The decor was rather aggressively fun and cute--little clouds painted on the blue ceiling, faux 1940's posters with wacky sayings on the walls, et cetera. Even the menus were covered with old black and white photos of people with humorous cartoon thought bubbles over their heads. I'm not saying that's bad. Maybe "fun and cute" is your thing. I'm just saying they came on a bit strong. It's still not nearly as bad as, say, Applebee's or TGI Friday's, where the "fun" is rammed down your throat with a hot poker, and Clarke's felt more authentic, anyway, like the decorating choices were made by a person and not a circle of men in business suits with dark, shadowy faces and reflective glasses, sitting around a table and saying things like, "We must focus our core competencies and formulate a new paradigm to increase the bottom line" in their deep, monotone voices.
Joe here. Our first visit to Clarke's, and for a few minutes as we drove in a circle down Lincoln, Sheffield, and Fullerton, it looked like our trip might have been in vain. There was a Clarke's at the very address we were seeking... but Clarke's Bar and Grille? Had they been muscled out of the breakfast business by the Chicago pancake mafia, or had Lincoln Park gentrified ordinary restaurants out of existence in favor of yet more bars? Fortunately, Lincoln Park denizens still need both; Clarke's Pancake House sits next door, inconspicuous from outdoors but every bit the classic, archetypal breakfast diner inside.
Their menu offers specials for every meal, but there's a good emphasis on pancakes and waffles. I chose the multi-grain waffles, which came with a side of fruit and yogurt.
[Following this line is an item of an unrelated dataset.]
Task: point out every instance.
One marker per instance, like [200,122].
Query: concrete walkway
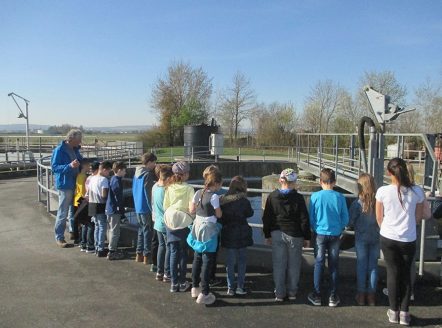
[42,285]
I wasn't really sure if I was supposed to put the yogurt on the waffles or eat it by itself. I ended up dipping my most of my waffles into it. However you choose to eat them, they're really good. Everyone needs a healthy break from the whipped cream orgies that most pancake and waffles dishes have become in this young century.
We passed on coffee and juice, sticking to water while trying to save a few dollars for the rest of the day out. I proceeded to spill said water all over the floor while haphazardly sliding my glass across the table. I should have been more careful, and I apologize to the busboy who was stuck with the job of mopping up my mess. In my defense, I hadn't noticed or expected such a dramatic drop in height from one table to the next. But that was my mistake.
Another mistake? Thinking I could pull up to this parking meter two doors down from Clarke's (while giving the car behind me enough room to safely pull out) without getting a ticket. I'd never knowingly park in a crosswalk, but that's because I've been brought up understanding that crosswalks are designated by markings like these, and have to be more than just unmarked, corresponding dips in the curb (at an intersection without any stop signs to aid pedestrians, no less). Would a dictionary definition have given me a chance to fight this in court? Would taking a day off work and negotiating the one-hour commute each way to Chicago to fight it have been worth it? Did I have a chance? Probably not.